Filling out and understanding the CMS-10123 NOMNC form is crucial for patients receiving Medicare who have been informed their service coverage will end. Below are six key takeaways to guide individuals through this process:

  • Notification of Service Termination: The form serves as an official notice that the Medicare provider and/or health plan has determined that Medicare is not expected to cover the patient's current services after the specified effective date.
  • Financial Responsibility: Patients may become financially responsible for services received after the effective date of coverage termination, emphasizing the importance of understanding the notice's implications.
  • Right to Appeal: Patients have the right to request an immediate, independent medical review (appeal) of the decision to end coverage for the specified services. Importantly, services will continue during the appeal process.
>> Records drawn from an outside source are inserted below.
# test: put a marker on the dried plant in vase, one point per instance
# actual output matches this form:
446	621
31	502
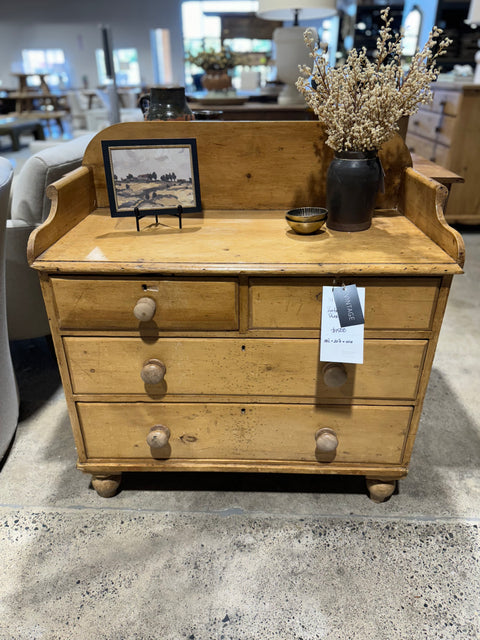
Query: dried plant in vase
361	103
216	65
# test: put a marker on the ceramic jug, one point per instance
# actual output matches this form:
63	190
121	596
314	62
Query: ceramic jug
165	103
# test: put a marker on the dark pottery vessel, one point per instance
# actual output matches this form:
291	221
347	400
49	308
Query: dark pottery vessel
353	181
165	103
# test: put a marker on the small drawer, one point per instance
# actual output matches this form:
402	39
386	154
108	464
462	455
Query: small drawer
431	125
223	431
233	367
295	303
175	304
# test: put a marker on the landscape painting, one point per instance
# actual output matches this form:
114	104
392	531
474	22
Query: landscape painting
151	176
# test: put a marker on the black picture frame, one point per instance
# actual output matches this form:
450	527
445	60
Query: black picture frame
151	177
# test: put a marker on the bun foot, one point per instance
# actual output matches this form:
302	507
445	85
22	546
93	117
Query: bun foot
380	489
106	486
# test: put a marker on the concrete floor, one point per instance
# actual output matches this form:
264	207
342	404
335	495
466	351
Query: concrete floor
246	557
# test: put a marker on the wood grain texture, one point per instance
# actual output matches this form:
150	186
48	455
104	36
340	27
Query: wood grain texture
294	303
249	367
73	198
182	304
422	196
252	165
448	133
256	432
236	242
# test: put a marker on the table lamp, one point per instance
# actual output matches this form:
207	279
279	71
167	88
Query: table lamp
474	19
289	45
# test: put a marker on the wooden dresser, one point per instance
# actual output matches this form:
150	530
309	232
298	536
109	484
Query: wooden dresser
198	349
447	132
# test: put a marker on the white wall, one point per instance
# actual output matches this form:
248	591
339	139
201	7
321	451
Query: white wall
75	28
429	12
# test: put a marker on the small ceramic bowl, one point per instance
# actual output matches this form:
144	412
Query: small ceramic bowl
306	220
307	213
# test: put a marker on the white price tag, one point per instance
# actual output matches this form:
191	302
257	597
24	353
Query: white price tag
340	344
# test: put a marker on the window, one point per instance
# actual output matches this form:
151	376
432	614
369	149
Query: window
46	61
125	62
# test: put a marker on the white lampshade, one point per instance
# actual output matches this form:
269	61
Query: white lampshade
285	9
474	12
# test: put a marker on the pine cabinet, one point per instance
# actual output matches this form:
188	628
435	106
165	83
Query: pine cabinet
197	349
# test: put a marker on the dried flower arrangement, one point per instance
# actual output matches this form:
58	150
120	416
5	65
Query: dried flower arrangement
361	101
211	60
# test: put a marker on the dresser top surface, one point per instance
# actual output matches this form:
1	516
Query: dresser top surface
233	242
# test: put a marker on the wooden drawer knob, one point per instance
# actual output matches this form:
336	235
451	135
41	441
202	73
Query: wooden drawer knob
144	310
334	374
158	436
153	371
326	440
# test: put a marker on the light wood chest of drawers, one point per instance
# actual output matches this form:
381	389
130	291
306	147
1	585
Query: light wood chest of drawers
447	132
222	373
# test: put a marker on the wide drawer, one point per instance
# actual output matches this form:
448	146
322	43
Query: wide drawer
236	431
295	303
433	125
234	367
429	149
183	304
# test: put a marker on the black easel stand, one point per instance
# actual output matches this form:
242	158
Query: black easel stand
139	215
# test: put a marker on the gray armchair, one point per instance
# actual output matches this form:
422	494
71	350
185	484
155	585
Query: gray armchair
8	388
26	315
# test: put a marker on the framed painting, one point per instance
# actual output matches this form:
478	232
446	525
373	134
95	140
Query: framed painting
150	177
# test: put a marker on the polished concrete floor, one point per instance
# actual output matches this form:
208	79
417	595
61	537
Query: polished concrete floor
245	557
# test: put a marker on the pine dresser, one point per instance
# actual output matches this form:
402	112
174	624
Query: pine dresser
197	349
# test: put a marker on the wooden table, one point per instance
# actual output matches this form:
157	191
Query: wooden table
27	101
197	349
14	128
258	111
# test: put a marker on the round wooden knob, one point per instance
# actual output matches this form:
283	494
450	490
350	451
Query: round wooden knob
326	440
144	310
158	436
334	374
153	371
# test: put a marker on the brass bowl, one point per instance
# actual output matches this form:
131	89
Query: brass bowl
307	226
304	214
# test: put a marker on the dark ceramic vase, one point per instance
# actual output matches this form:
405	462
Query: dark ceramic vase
353	181
165	103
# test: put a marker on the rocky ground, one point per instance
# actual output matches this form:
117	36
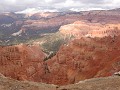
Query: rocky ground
109	83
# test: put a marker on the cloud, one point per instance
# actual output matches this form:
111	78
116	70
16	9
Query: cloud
19	5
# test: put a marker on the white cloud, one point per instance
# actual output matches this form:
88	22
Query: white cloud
19	5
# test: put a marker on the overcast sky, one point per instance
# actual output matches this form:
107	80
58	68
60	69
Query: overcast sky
19	5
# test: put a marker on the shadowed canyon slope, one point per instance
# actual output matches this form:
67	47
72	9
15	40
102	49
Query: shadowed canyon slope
79	60
60	48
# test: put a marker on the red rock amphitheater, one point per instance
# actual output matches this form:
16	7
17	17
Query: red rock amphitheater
80	29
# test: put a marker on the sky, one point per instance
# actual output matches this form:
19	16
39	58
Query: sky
75	5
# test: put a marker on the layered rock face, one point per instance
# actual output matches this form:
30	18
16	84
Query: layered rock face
84	29
83	59
111	83
21	62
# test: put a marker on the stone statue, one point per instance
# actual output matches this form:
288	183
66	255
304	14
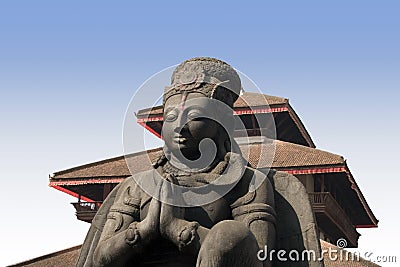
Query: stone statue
200	205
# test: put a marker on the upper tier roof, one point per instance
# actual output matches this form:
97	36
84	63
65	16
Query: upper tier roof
288	157
288	125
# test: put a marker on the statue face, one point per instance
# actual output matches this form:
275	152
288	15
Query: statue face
187	122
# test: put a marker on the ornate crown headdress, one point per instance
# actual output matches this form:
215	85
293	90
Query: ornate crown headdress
209	76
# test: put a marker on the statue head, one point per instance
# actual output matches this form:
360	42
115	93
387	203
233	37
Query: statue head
198	107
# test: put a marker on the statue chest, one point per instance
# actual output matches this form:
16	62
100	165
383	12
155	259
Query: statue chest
207	215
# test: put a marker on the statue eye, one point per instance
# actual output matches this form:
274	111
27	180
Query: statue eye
171	116
194	114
  • Appealing Process: To initiate an appeal, the patient must contact the Beneficiary and Family-Centered Care Quality Improvement Organization (BFCC-QIO) by noon the day before the effective termination date. This process is vital for those seeking to contest the termination decision.
  • Outcome of the Appeal: If the independent review upholds the decision to terminate services, neither Medicare nor the plan will cover services after the effective date, underscoring the appeal's potential impact on coverage and costs.
  • Missed Deadlines and Additional Rights: Patients who miss the deadline to request an immediate appeal may have other appeal rights, which vary depending on whether they have Original Medicare or are part of a Medicare health plan. Contact information for appeal processes is provided in the notice.

Understanding the CMS-10123 NOMNC form and its implications is essential for patients facing the termination of Medicare coverage for their services. Being informed about the right to appeal and following the specified process can significantly affect a patient's financial responsibility and access to necessary services.